Political sagas a distraction from real issues

Spiral clock
(Image: Getty)

With six months to go before the election, 39 sitting days left and the cost of living top of mind, there are calls for politicians to refocus, writes Anna Rawhiti-Connell in this excerpt from The Bulletin, The Spinoff’s morning news round-up. To receive The Bulletin in full each weekday, sign up here.

 

Just 39 sitting days left for parliament before election

Today marks 100 days until the Fifa World Cup. A new chant, “The Unity Beat” will be unveiled this morning. On Friday it will be six months until the general election. As far as I know, no chant is being especially created for that but drums are beating and clocks are ticking. This year, the plan is for the house to rise on August 31 and the 53rd parliament to be dissolved on September 8. There are now just 39 sitting days left. A more imposing deadline looms before then, as BusinessDesk’s Ian Llewellyn reports (paywalled). Ministers and government departments have been told that they have until April 17 to get their legislative bids in for the 2023 year. The usual evaluation timeline has been disrupted due to the government’s programme of reprioritisation.
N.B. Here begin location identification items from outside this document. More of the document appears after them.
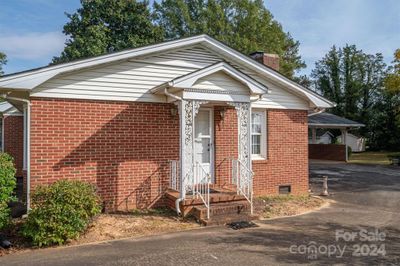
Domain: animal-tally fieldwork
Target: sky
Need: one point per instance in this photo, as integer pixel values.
(31, 30)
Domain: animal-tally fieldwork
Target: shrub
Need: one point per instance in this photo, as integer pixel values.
(8, 183)
(60, 212)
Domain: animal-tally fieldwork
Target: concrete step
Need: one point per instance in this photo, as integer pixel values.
(222, 213)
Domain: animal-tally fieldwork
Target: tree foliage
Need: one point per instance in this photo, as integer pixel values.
(3, 61)
(392, 81)
(355, 81)
(245, 25)
(8, 183)
(104, 26)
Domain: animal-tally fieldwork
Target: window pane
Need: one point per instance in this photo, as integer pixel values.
(202, 124)
(256, 144)
(256, 123)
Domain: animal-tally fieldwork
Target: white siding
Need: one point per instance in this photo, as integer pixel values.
(220, 81)
(131, 80)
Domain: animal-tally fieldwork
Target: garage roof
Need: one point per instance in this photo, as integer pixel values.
(328, 120)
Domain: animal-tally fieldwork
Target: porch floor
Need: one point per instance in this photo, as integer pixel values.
(225, 206)
(217, 195)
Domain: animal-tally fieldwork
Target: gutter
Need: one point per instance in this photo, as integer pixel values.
(28, 146)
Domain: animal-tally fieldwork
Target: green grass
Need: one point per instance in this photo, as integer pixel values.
(286, 205)
(153, 212)
(373, 157)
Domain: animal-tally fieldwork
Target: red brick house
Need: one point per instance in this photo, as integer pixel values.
(189, 116)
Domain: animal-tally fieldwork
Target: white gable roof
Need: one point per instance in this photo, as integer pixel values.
(31, 79)
(4, 107)
(8, 109)
(187, 81)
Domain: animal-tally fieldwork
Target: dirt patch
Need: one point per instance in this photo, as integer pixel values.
(109, 227)
(12, 233)
(115, 226)
(288, 205)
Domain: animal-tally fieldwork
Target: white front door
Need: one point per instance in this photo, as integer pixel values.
(203, 141)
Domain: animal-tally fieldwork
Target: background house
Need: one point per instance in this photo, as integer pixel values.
(322, 137)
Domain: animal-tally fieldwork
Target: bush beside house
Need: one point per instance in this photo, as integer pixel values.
(60, 211)
(8, 183)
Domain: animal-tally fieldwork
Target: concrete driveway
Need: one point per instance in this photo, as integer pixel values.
(367, 198)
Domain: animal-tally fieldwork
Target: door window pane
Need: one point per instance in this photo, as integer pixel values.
(256, 144)
(202, 124)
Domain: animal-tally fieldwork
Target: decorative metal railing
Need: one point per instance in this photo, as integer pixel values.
(242, 178)
(198, 184)
(201, 185)
(174, 175)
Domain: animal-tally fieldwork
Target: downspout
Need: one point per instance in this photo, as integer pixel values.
(28, 147)
(180, 199)
(318, 112)
(2, 133)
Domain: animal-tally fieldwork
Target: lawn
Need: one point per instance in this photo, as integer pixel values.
(373, 157)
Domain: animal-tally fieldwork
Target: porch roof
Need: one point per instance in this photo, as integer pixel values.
(187, 81)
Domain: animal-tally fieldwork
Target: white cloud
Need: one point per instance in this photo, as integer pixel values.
(32, 46)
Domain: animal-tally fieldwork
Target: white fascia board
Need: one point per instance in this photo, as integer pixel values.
(27, 81)
(188, 81)
(4, 106)
(316, 99)
(31, 79)
(190, 95)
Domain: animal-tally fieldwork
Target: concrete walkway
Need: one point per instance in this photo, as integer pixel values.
(367, 198)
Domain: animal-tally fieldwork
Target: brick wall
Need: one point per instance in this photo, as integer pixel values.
(14, 140)
(123, 148)
(333, 152)
(287, 159)
(287, 154)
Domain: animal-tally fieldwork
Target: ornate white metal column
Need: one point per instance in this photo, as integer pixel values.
(187, 111)
(244, 124)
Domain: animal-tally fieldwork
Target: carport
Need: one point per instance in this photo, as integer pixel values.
(334, 152)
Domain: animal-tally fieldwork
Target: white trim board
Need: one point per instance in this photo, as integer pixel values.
(31, 79)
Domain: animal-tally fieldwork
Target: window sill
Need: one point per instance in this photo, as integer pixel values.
(258, 159)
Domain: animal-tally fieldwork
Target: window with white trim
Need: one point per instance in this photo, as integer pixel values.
(258, 135)
(1, 134)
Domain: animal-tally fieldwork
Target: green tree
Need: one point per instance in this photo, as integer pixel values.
(104, 26)
(245, 25)
(354, 81)
(392, 81)
(350, 78)
(3, 61)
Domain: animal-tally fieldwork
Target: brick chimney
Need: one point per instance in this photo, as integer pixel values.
(271, 60)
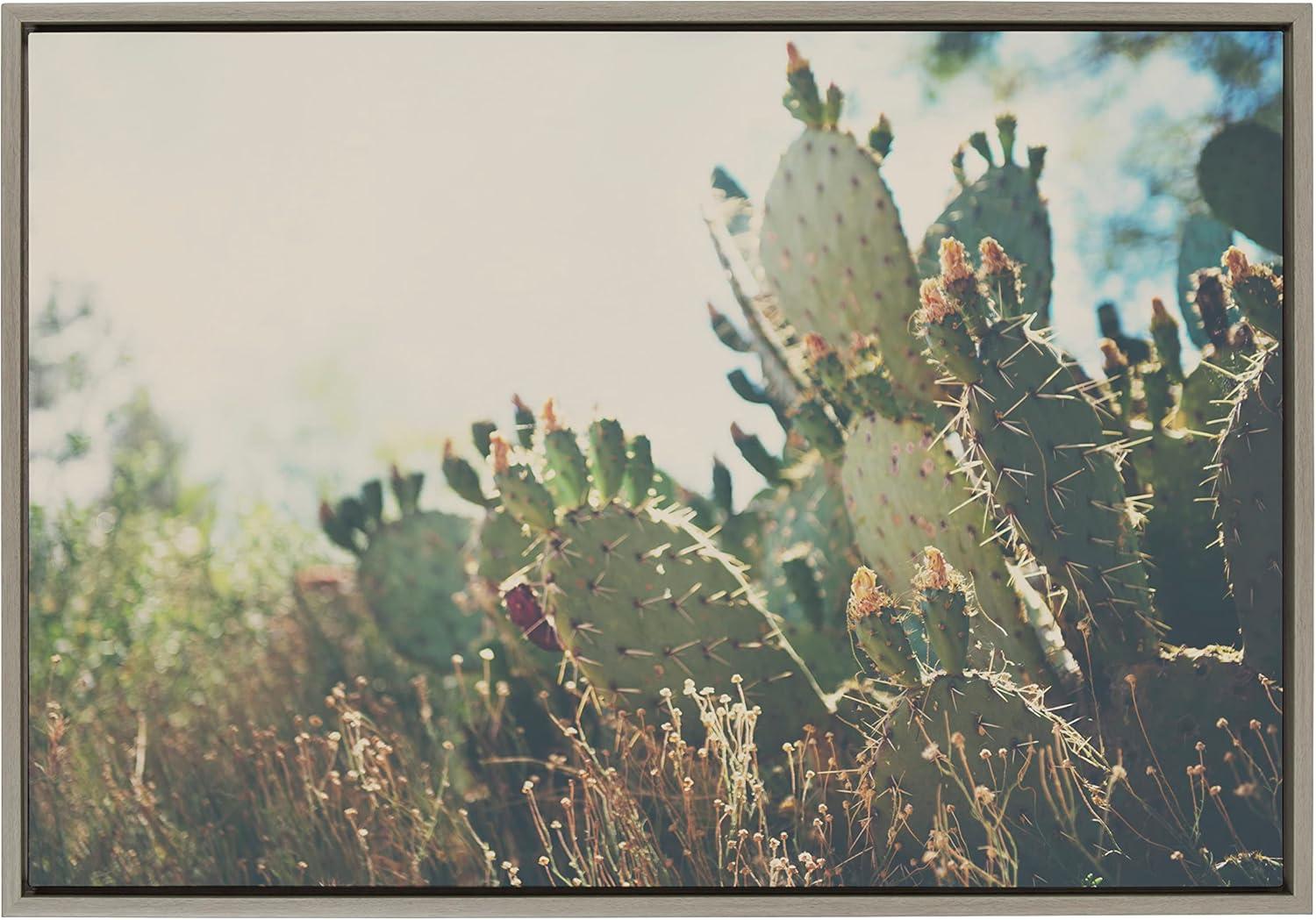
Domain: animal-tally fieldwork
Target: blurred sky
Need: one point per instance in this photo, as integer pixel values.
(329, 250)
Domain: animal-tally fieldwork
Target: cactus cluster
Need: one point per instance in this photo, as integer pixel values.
(1036, 611)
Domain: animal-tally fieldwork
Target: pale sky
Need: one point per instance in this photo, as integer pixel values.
(328, 250)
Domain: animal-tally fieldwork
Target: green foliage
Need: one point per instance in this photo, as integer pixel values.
(1003, 203)
(1241, 176)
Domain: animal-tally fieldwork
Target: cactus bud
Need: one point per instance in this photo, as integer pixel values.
(755, 454)
(721, 486)
(640, 472)
(462, 478)
(955, 262)
(944, 609)
(1212, 305)
(726, 331)
(1036, 160)
(881, 137)
(795, 62)
(933, 305)
(481, 433)
(1165, 333)
(1236, 263)
(524, 420)
(874, 622)
(832, 105)
(499, 453)
(1005, 126)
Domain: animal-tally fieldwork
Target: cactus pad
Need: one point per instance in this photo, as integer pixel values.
(408, 575)
(1003, 203)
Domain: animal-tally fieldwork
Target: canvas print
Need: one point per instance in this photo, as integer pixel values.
(487, 461)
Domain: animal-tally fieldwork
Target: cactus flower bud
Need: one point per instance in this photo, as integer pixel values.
(955, 260)
(1236, 263)
(794, 60)
(995, 260)
(499, 455)
(934, 307)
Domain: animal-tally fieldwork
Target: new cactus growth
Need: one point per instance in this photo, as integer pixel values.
(833, 247)
(1249, 511)
(944, 609)
(636, 596)
(408, 569)
(1044, 465)
(1018, 715)
(1005, 204)
(876, 627)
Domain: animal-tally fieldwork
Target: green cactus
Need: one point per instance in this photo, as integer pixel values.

OCR rise should have been all politicians were talking about last week, and yet…

The reprioritisation programme was signalled before Jacinda Ardern resigned but gained its “bread and butter” focus with prime minister Chris Hipkins’ first press conference in January. Polling continues to position the cost of living as the issue most likely to influence the vote of New Zealanders this year, the rise in the official cash rate (OCR) last week hammering that home. In a great column framing the political “drama” that has dominated the last couple of weeks, the Herald’s Claire Trevett (paywalled) wrote that the OCR rise and flow-on impacts “should have been all any politician was talking about,” yet the “crybaby” WhatsApp message from Green MP Elizabeth Kerekere “capped off a week in which there had been a lot of talk by politicians about focusing solely on the issues that mattered to New Zealanders, all the while mainly talking about issues that did not really matter at all.”

Not the Reserve Bank’s job to be popular

Trevett argues Hipkins needs to refocus and that announcing changes to the rules for lobbyists “shouldn’t be your headline move in a week in which the OCR ratchets up again.” And it may continue to rise. Most economists are pencilling a 25 basis point increase in May but Infometrics’ Brad Olsen says that we can’t write off a further larger increase”if inflation surprises on the upside in a few weeks and retail banks don’t keep interest rate pressures high.” The next round of inflation data is due next week on April 20. None of this is politically advantageous for the government, nor popular but as The Herald’s Liam Dann reminds us (paywalled), it’s not the Reserve Bank’s job to be popular.

Lack of competition at heart of cost of living crisis

As Stuff’s Tina Morrison writes, the government is facing increasing pressure to address the cost of living in a tangible way, beyond raising benefits or superannuation payments. University of Auckland economics professor Robert MacCulloch says welfare payments don’t address the root cause of the cost of living crisis and that a lack of competition is at the heart of that. MacCulloch doesn’t think either of the main political parties really know how to address that beyond market studies which commentators say have had little impact. Simplicity’s Sam Stubbs says the government could encourage competition through regulation. It’s becoming increasingly difficult to see how they could factor into the government’s legislative programme with so few sitting days left and hefty work like Three Waters and the Resource Management Act reforms still on the slate.